È quanto meno riprovevole che la nostra democrazia viva sotto la sferza arrogante di signori che, invece di fare i giornalisti, cioè informatori dell’opinione pubblica su quanto accade nel mondo della politica, si considerino parti integranti del confronto e con il pretesto di moralizzare la società corrotta da Berlusconi, consiglino i modi spregevoli con i quali liberarsi del mafioso di Arcore in combutta con le coppole storte della Mafia. E non c’interessano le alchimie politicizzate per consentire al leader Tizio o al leader Caio di prevalere nel confronto per il potere, la politica ritorni ai suoi schemi classici: l’ideale. Sarà l’ideale che offrirà a ciascuno il motivo per essere validamente ambizioso.

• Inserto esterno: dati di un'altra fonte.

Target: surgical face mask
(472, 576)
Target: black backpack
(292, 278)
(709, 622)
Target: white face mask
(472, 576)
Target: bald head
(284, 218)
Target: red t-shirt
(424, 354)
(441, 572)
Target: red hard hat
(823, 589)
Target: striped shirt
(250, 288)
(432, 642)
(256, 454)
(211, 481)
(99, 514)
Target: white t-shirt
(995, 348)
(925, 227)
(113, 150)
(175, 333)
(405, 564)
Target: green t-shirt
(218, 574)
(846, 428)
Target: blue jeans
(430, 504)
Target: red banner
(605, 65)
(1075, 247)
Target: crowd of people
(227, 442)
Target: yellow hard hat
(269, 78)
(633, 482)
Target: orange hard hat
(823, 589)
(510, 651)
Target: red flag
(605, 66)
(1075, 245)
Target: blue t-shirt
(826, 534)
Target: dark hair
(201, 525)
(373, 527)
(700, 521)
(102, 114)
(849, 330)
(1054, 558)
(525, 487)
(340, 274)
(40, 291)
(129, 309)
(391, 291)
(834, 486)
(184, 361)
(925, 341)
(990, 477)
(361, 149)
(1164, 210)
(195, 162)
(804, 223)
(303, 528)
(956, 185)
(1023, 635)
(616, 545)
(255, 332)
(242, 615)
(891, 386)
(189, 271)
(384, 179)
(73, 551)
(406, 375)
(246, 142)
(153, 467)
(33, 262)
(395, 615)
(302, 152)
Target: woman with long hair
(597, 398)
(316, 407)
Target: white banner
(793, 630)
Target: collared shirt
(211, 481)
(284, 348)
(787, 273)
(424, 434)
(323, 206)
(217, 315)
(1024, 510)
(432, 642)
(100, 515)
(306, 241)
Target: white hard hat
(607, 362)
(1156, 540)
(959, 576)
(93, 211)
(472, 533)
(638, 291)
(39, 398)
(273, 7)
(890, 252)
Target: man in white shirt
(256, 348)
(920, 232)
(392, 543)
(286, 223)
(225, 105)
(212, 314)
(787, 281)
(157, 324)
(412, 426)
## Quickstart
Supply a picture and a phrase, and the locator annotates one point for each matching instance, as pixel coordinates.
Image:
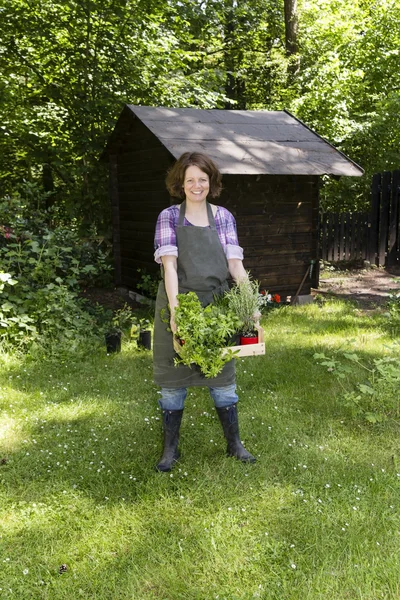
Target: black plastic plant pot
(113, 342)
(144, 340)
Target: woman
(196, 243)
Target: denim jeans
(174, 398)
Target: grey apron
(202, 268)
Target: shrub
(44, 264)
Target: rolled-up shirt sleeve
(165, 235)
(228, 228)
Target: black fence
(373, 236)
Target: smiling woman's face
(196, 184)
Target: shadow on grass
(92, 431)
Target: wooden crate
(248, 350)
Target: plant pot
(113, 342)
(245, 341)
(144, 340)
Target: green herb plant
(244, 301)
(204, 332)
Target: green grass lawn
(317, 517)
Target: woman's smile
(196, 184)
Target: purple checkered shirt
(165, 236)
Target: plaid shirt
(165, 236)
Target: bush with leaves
(44, 264)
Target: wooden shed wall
(276, 217)
(138, 166)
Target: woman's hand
(171, 286)
(172, 323)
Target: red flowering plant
(269, 300)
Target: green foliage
(245, 301)
(375, 398)
(204, 333)
(394, 310)
(148, 283)
(44, 266)
(66, 69)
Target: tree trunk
(291, 36)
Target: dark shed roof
(246, 142)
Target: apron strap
(182, 212)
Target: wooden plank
(265, 229)
(374, 218)
(364, 243)
(275, 260)
(341, 235)
(113, 182)
(248, 350)
(336, 232)
(384, 217)
(347, 235)
(324, 236)
(353, 232)
(393, 233)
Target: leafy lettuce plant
(204, 334)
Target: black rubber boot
(230, 425)
(171, 425)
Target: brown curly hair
(176, 175)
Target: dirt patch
(368, 288)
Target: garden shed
(271, 164)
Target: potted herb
(121, 323)
(245, 301)
(142, 332)
(203, 333)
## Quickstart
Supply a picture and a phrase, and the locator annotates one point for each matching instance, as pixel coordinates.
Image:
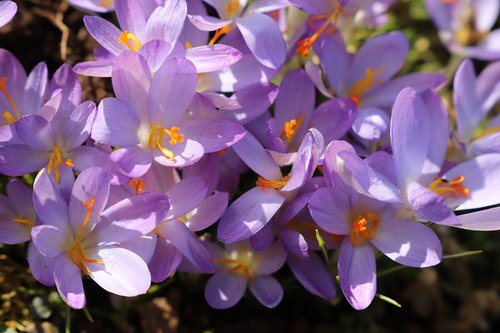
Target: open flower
(81, 237)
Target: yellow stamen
(24, 221)
(126, 37)
(9, 117)
(54, 161)
(362, 86)
(363, 228)
(454, 187)
(277, 185)
(76, 252)
(305, 44)
(219, 33)
(137, 184)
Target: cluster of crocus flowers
(201, 164)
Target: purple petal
(223, 290)
(408, 243)
(248, 214)
(357, 271)
(264, 39)
(267, 290)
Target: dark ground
(460, 295)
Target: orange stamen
(219, 33)
(305, 44)
(454, 187)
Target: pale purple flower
(239, 266)
(79, 236)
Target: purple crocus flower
(369, 81)
(149, 118)
(464, 26)
(7, 11)
(154, 35)
(260, 32)
(368, 224)
(239, 266)
(80, 236)
(474, 98)
(255, 208)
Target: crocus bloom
(474, 98)
(149, 118)
(238, 266)
(79, 236)
(7, 11)
(154, 35)
(369, 81)
(464, 26)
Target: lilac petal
(185, 196)
(483, 220)
(165, 260)
(410, 134)
(257, 158)
(384, 96)
(366, 180)
(357, 271)
(330, 210)
(132, 161)
(263, 38)
(98, 68)
(166, 22)
(214, 134)
(466, 101)
(36, 132)
(428, 205)
(248, 214)
(123, 273)
(313, 275)
(35, 89)
(208, 212)
(186, 242)
(224, 290)
(334, 118)
(49, 202)
(116, 124)
(68, 279)
(131, 81)
(91, 187)
(408, 243)
(212, 58)
(105, 33)
(130, 16)
(7, 11)
(172, 89)
(392, 48)
(133, 217)
(371, 124)
(49, 240)
(271, 259)
(41, 267)
(207, 23)
(267, 290)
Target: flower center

Certo, la politica è l’arte del possibile, e dobbiamo impegnarci affinché questo possibile si realizzi per il bene della collettività. Ma quando l’odio sfocia in aggressione delittuosa e Berlusconi resta vittima del suo offrirsi alla folla senza precauzioni poliziesche, e un Pietro Ricca qualsiasi lo beffeggia BUFFONE! senza subire conseguenze penalmente risarcitorie, anche un labile fesso (Massimo Tartaglia), che odia Berlusconi, si sente autorizzato a SPATUZZARLO in faccia senza temerne le conseguenze penali.
Se poi un ex magistrato (madre di Dio! Un sacerdote di Dike) addirittura sostiene che Berlusconi ISTIGA!, allora, di quanto bisogna abbassare i toni? E la Rosi Bindi, che si pavoneggia democratica e cristiana (bella e gentile), quando ci stupirà con la sua magnificenza? Sul catafalco di Berlusconi verserà tutte le lacrime non versate? Sarebbe un po’ tardi (fuori tempo massimo) se veramente dovessimo arrivare al “Sit tibi terra levis” (Alcesti – Euripide).

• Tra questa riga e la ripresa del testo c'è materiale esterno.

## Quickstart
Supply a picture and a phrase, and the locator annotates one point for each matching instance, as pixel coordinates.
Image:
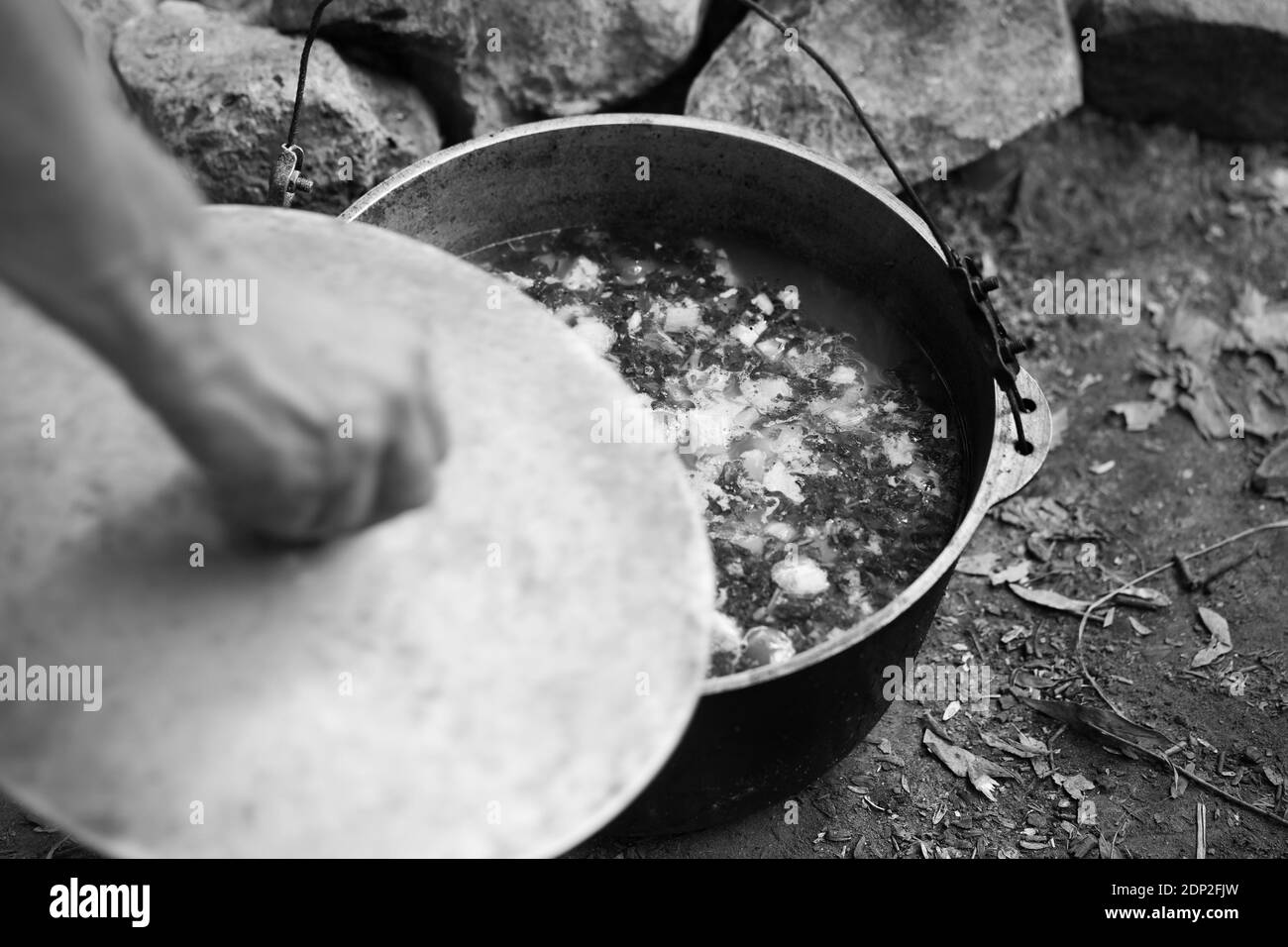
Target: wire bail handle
(973, 287)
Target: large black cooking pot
(761, 735)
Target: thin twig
(1103, 599)
(1082, 664)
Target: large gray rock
(1215, 65)
(949, 80)
(226, 110)
(555, 56)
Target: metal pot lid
(393, 693)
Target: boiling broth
(816, 434)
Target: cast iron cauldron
(761, 735)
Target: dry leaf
(1019, 573)
(1141, 596)
(1140, 629)
(1028, 748)
(1104, 725)
(978, 565)
(978, 770)
(1050, 599)
(1219, 643)
(1140, 415)
(1074, 785)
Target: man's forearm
(94, 210)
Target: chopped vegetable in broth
(827, 464)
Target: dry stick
(1082, 664)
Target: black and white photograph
(645, 429)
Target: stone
(249, 11)
(226, 110)
(99, 22)
(1216, 65)
(943, 82)
(1271, 474)
(492, 63)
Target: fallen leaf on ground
(1074, 785)
(1140, 415)
(1196, 335)
(1050, 599)
(1271, 474)
(1137, 628)
(1019, 573)
(1219, 643)
(1202, 402)
(1142, 596)
(1106, 725)
(1031, 750)
(978, 565)
(964, 763)
(1263, 326)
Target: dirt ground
(1094, 198)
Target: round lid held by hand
(497, 673)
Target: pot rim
(1005, 472)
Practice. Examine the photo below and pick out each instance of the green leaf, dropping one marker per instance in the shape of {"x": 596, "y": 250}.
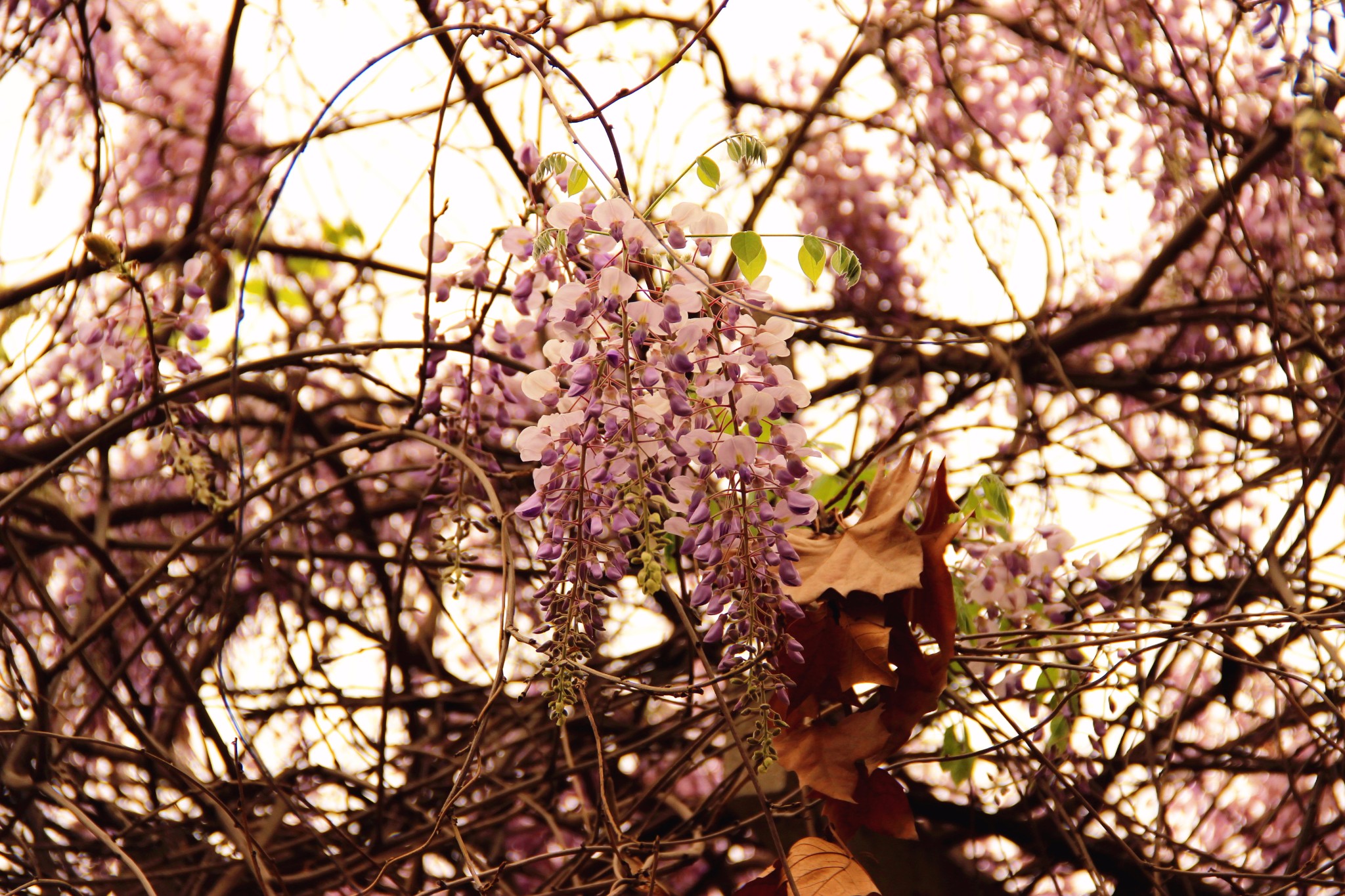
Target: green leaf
{"x": 747, "y": 247}
{"x": 813, "y": 258}
{"x": 847, "y": 265}
{"x": 552, "y": 164}
{"x": 579, "y": 181}
{"x": 291, "y": 297}
{"x": 997, "y": 495}
{"x": 708, "y": 172}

Anche per Giacomo Matteotti il clima di odio venne fomentato in Parlamento e sulla stampa, la storia ci ricorda come finì.
Celestino Ferraro
Inserito da celestino ferraro il 17 Dicembre 2009 - 11:42am
Questa ipocrisia delle circonlocuzioni per dire di un cieco, per esempio, un non vedente, è un'ipocrisia doppia quando ci riferiamo a un atteggiamento caratteriale che mette in forse il rapporto umano, il dialogo e la verità.
Capisco, la politica fa spesso uso di circonlocuzioni per evitare di urtare le suscettibilità epidermiche del solito ipocrita perbenista.

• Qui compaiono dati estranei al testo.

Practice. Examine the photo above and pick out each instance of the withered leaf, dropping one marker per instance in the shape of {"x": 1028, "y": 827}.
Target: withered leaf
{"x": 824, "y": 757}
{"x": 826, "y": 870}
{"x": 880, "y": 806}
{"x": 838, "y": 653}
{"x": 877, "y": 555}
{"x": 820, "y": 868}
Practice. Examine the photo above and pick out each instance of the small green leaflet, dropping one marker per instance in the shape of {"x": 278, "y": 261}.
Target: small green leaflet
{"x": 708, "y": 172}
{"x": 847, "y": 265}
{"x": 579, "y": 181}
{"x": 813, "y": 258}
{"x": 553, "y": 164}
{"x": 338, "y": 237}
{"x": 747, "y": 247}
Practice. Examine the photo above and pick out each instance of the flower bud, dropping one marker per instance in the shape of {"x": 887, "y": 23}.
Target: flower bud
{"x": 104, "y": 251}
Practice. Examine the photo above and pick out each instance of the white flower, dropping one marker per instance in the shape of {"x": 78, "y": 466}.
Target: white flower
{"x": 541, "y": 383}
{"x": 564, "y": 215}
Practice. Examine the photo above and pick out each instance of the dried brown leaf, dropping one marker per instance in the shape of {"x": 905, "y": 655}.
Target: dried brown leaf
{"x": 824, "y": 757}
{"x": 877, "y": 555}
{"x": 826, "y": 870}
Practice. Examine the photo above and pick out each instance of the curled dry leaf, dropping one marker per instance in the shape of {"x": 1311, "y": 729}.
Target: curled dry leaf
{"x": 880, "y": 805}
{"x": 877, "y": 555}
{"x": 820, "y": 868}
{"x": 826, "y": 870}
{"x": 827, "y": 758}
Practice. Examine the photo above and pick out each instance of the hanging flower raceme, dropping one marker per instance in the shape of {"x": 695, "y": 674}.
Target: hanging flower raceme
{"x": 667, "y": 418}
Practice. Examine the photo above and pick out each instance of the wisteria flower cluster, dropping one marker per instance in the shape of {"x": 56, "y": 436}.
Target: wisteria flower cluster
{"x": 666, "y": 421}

Un bugiardo è un bugiardo e c'è poco da circonlocuire quando i fatti sono crudi e tragici. Mentitori e diffamatori a briglia sciolta per spatuzzare Berlusconi.
Dobbiamo riappropriarci della verità e restituire alle parole il loro giusto significato crudo che sia.
CF
Inserito da celestino ferraro il 17 Dicembre 2009 - 10:18am
Perché dovrebbero fermarsi? Lo scopo era quello e non è che la guerra sia finita. Solo il cadavere del Cavaliere potrebbe dettar la tregua, ma a condizioni.
Non ci facciamo abbindolare dal Bersani che corre al capezzale del mostro sanguinante, i Di Pietro e le Bindi rappresentano il vero animus pugnandi dei sinistri bramosi di potere: puah!
CF
Inserito da PASQUO il 17 Dicembre 2009 - 10:05am
Tutti invitano alla moderazione, compresi i Dirigenti(?) del PDL.
Intanto questa mattina in una intervista su RaiTRE il Dirigente PDL nel chiarire il suo punto di vista nei confronti di quelli dell'On. Letta (PD), inviece di usare il temine di inesatto o similare, ha usato il termine determinandolo "BUGIARDO" che certamente non è stato ben digerito da molti ascoltatori.